The document has revealed the communication and public relations unit at the SADC Secretariat is inadequately resourced and structured to fulfil the organisation’s communications mandate.
It shows that immense opportunities to communicate exist, as evidenced by interest among the region’s population to be informed of successes and interventions supported by SADC.
“Communications infrastructure and technologies have grown and improved and the secretariat is now able to communicate to citizens in the three SADC official working languages. Without effective communication, SADC will continue to be misunderstood,” the document further says.
Another challenge outlined is that the SADC national media coordinators attest to high levels of awareness within member states, especially in urban areas but with little or no penetration at all in the rural areas.
It shows that there exists a chasm between rural communities’ access to information and urban citizens’ access.
Weak signals and resources constraints for maintenance of communications infrastructure often exclude rural populations.
Moreover, it highlights that the coverage of SADC news by the region’s media has been largely events-based and fragmented, leaving the audiences with an incomplete picture of SADC’s development agenda and accomplishments.
“Communication is a two-way process. Until now, SADC has concentrated on disseminating information with very little investment in listening to what people already know and what they want to know.
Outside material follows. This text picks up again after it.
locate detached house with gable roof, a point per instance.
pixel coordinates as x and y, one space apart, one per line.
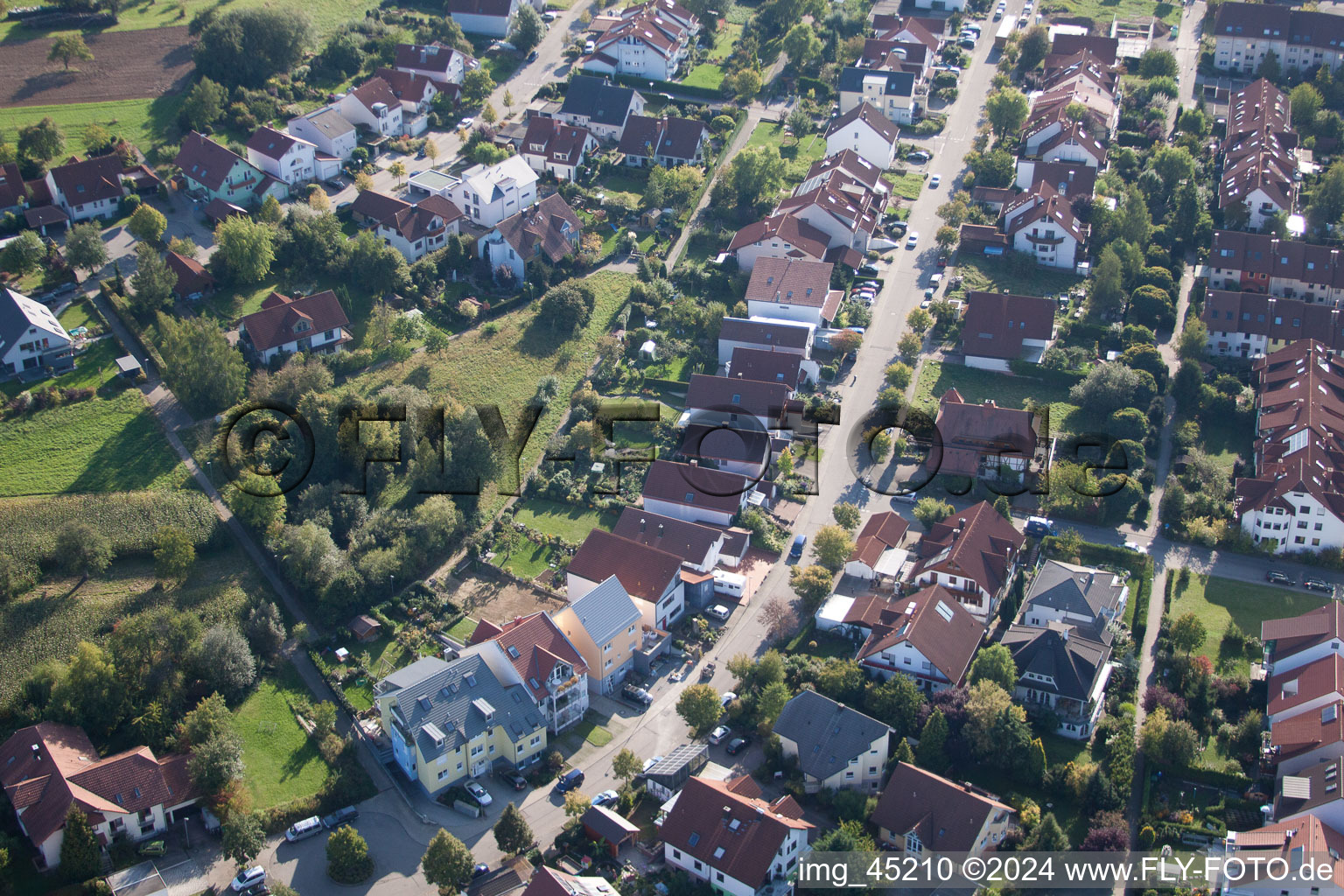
49 767
724 833
836 746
There is need to communicate in ways that speak to the public’s interests to ensure that they fully participate in shaping the region’s agenda,” the document further contends.
It recommends that the desirables can be achieved in part by embracing and upscaling the use of strategic online communication platforms and tools, utilising multimedia and creating video and image content.
Further, it suggests social media and online platforms provide an accessible space to engage the public, allowing for input from audiences to specify what content they want to see.
It further states there is frequent and prolific communication at programme and directorate level, but communication across programmes is inconsistent and unsystematic.
“There is a demand and hunger amongst the media for more information about SADC activities.”
Therefore, the revised SADC Communications and Promotional Strategy is aimed to strengthen information channels that enhance public knowledge and consciousness of SADC’s vision and achievements in order to attain regional integration and eradicate poverty.
The focus of the revised strategy will be to consolidate awareness levels already established and linking citizens, and strengthen systems for information and knowledge exchange.
Equally, it aims to bolster media engagement efforts, build media capacity to competently report on SADC issues as well as harmonise information policies.
It further aims to improve and strengthen internal communication systems within the SADC Secretariat and with national structures, maintain the SADC corporate image and better manage the organisation brand through the use of its corporate identity manual including cohesive website and social media strategies.
The process to develop this Revised SADC Communications and Promotion Strategy 2016-2020 began in 2012 following a SADC council decision.
The SADC Council of Ministers at their meeting in Maputo in August 2012 directed the secretariat to “convene a meeting of the SADC national media coordinators and members of the regional adjudication committee of the media awards to review the SADC Communications and Promotional Strategy and make recommendations to the council for consideration during its next meeting in February 20103.”
The strategy was then produced in response to that council decision in 2012 and was revised in November 2015 to accommodate priority issues outlined in the revised regional indicative strategy development plan 2015-2020, and the SADC Industrialisation Strategy and Roadmap 2015-2063 as well as the restructured SADC Secretariat.
The document indicates that the review of this strategy included thorough consultative processes involving SADC national media coordinators, members of the regional adjudication committee of the SADC media awards, directors of media houses in SADC and, to a limited extent, stakeholders across a broad spectrum of the region’s citizens including the SADC Secretariat management and staff.